Entre-Musiques suivi de La ville-forêt/Monique Thomassettie ; Bruxelles : Editions M.E.O, 2014

Une chronique de Pierre Schroven

 MEO-Thomassettie-Entre-musiquesEntre-Musiques suivi de La ville-forêt/Monique Thomassettie ; Bruxelles : Editions M.E.O, 2014

La poésie de Monique Thomassettie est une tentative tant pour transformer le monde tel qu’il est perçu par le sens commun(la pensée se construit à partir de ce qui nous échappe, pas de ce qu’on voit !)qu’ouvrir les rideaux d’un éveil susceptible de rendre l’être à son espace premier ; on ne s’étonnera donc pas du fait qu’elle pose ici l’écriture comme étant un voyage initiatique intérieur, une forme de méditation spirituelle voire une source de libération profonde(les vraies portes ne s’ouvrent que vers l’intérieur/Léon Tolstoï).

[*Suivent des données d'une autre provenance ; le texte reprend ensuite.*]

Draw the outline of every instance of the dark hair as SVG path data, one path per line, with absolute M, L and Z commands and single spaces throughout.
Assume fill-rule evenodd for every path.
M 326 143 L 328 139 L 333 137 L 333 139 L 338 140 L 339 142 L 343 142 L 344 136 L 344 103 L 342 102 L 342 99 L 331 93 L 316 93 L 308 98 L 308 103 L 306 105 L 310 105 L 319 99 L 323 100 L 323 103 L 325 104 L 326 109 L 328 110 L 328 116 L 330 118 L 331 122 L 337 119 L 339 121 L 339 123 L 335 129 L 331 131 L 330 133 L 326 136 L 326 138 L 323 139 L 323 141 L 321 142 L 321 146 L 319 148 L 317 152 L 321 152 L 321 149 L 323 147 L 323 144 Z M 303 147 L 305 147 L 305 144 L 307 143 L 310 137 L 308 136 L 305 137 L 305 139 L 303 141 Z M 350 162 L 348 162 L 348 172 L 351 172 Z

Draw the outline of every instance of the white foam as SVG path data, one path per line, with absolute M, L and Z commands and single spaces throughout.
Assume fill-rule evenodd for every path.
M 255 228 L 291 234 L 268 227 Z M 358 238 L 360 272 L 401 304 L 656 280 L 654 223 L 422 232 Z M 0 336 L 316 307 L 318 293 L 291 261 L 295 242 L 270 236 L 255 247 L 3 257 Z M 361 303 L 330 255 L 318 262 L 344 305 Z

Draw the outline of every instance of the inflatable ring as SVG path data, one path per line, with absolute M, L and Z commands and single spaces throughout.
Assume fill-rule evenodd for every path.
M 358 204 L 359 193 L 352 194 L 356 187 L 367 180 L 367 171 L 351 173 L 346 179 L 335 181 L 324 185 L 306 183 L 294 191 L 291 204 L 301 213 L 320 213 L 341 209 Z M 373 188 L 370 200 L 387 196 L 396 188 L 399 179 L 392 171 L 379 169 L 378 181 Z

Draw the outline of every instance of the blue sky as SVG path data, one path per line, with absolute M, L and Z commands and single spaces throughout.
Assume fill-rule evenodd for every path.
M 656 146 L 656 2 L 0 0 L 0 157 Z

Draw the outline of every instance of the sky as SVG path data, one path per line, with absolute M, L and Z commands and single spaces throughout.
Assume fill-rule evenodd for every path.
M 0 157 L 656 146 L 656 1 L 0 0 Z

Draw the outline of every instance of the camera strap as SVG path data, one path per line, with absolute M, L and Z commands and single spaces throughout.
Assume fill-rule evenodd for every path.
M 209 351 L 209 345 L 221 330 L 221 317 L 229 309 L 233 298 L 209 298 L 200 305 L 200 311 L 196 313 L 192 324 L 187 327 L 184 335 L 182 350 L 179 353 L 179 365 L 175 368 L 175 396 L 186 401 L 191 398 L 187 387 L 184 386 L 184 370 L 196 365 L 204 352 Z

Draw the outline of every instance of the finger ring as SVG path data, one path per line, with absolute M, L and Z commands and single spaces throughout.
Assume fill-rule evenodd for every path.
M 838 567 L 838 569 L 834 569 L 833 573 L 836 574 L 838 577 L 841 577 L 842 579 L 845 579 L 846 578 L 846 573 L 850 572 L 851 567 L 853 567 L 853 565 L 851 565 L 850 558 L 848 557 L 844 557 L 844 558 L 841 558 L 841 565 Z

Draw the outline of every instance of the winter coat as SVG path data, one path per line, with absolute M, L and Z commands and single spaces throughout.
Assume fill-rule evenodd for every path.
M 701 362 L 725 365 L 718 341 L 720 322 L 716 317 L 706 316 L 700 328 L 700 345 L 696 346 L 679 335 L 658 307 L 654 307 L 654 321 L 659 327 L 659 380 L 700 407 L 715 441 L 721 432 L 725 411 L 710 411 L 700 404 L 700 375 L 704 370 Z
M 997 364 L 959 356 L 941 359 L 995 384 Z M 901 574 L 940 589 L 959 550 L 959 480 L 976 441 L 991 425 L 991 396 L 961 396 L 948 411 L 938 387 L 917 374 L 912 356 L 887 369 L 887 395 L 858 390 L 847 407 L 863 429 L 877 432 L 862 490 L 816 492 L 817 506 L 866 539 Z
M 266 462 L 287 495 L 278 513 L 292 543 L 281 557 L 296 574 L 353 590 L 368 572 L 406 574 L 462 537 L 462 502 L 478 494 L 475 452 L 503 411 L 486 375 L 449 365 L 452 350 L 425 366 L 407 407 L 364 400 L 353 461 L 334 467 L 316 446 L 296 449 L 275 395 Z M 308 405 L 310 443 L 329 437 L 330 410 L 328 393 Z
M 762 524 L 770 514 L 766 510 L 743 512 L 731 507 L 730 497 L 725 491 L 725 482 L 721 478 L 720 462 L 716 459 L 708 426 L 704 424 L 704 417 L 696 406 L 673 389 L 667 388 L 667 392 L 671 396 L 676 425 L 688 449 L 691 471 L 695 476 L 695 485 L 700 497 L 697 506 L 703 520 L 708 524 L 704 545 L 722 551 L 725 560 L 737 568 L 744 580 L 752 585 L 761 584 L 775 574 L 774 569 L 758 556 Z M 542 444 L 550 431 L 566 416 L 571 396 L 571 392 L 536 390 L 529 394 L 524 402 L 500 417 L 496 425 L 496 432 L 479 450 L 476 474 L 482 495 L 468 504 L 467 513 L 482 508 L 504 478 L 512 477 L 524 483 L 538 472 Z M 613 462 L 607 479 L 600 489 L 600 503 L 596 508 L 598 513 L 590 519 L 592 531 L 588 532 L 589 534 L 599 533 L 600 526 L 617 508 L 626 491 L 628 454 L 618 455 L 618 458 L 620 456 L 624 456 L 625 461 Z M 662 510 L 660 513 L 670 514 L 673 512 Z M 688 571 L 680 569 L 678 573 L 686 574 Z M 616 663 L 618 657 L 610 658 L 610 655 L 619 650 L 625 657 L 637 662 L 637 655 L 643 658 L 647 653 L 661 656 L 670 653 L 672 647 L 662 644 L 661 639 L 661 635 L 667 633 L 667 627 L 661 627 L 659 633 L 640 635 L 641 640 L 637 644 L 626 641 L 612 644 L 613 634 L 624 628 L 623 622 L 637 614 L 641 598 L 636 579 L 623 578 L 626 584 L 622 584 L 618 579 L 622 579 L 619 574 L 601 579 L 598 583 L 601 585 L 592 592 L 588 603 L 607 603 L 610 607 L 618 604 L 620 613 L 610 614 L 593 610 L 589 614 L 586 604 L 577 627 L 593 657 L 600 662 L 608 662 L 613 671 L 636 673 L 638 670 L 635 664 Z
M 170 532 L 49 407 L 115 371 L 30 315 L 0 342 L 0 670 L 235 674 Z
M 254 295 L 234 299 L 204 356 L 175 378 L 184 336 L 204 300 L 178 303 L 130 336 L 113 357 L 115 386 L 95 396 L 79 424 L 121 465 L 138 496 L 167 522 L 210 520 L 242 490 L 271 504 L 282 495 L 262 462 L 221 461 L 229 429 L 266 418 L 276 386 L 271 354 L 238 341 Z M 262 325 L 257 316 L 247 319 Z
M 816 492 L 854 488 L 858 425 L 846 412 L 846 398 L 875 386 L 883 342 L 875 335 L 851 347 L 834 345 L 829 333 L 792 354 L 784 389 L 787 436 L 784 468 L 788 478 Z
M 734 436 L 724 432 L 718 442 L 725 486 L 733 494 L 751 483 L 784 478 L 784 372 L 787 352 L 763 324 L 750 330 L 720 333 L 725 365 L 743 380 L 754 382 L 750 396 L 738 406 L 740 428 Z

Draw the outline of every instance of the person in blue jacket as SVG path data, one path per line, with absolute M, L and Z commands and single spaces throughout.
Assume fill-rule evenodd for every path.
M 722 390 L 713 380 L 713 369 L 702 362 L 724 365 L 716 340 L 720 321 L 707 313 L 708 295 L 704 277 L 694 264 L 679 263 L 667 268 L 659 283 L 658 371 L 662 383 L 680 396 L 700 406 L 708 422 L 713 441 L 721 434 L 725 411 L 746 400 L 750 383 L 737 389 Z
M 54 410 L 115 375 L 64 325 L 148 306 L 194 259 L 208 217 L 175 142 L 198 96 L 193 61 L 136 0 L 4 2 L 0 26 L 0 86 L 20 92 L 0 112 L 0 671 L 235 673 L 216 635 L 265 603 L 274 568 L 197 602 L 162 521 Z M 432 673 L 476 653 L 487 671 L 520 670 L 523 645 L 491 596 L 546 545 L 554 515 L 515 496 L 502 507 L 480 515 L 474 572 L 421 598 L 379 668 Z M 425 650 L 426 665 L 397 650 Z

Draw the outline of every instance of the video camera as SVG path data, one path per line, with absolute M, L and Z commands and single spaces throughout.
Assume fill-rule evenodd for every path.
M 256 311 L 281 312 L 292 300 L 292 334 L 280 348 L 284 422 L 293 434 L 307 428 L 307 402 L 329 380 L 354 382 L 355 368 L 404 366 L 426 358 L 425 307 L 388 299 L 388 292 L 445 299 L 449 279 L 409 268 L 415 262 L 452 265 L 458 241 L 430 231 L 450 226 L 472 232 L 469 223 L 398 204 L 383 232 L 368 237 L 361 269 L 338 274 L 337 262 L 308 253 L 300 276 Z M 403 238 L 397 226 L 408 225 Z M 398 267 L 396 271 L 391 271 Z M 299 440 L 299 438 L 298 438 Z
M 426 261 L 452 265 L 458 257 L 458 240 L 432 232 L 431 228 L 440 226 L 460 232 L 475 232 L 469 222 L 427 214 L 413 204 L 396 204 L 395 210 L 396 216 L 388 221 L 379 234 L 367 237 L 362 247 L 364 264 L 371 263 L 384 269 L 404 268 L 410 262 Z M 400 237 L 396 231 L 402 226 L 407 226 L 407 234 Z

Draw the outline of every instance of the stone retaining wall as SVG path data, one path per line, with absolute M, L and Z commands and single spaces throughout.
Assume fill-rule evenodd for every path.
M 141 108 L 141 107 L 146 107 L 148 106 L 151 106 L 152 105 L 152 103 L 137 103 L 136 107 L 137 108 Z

L’oiseau ne connaît pas l’errance

Il sait le ciel

et les arbres reliant celui-ci

à la terre

Dans ce recueil aux confluents de la poésie, du récit intérieur, du théâtre et bien sur de la musique(Bien que mesure/la Musique est-elle mesurable ?/Limitée ?/Elle fusionne mesure et infini !/Temps et Espace illimité/Clefs de l’âme),Thomassettie se garde bien de suivre le fil rouge des apparences qui traverse le creux de nos vies mais cherche plutôt à arracher les masques d’un réel en représentation ; mieux, mettant à mal nos perceptions communes, elle brise la chaîne des certitudes qui fige nos vies, ouvre notre esprit à la présence des mystères et permet à notre regard de « voir à nouveau ».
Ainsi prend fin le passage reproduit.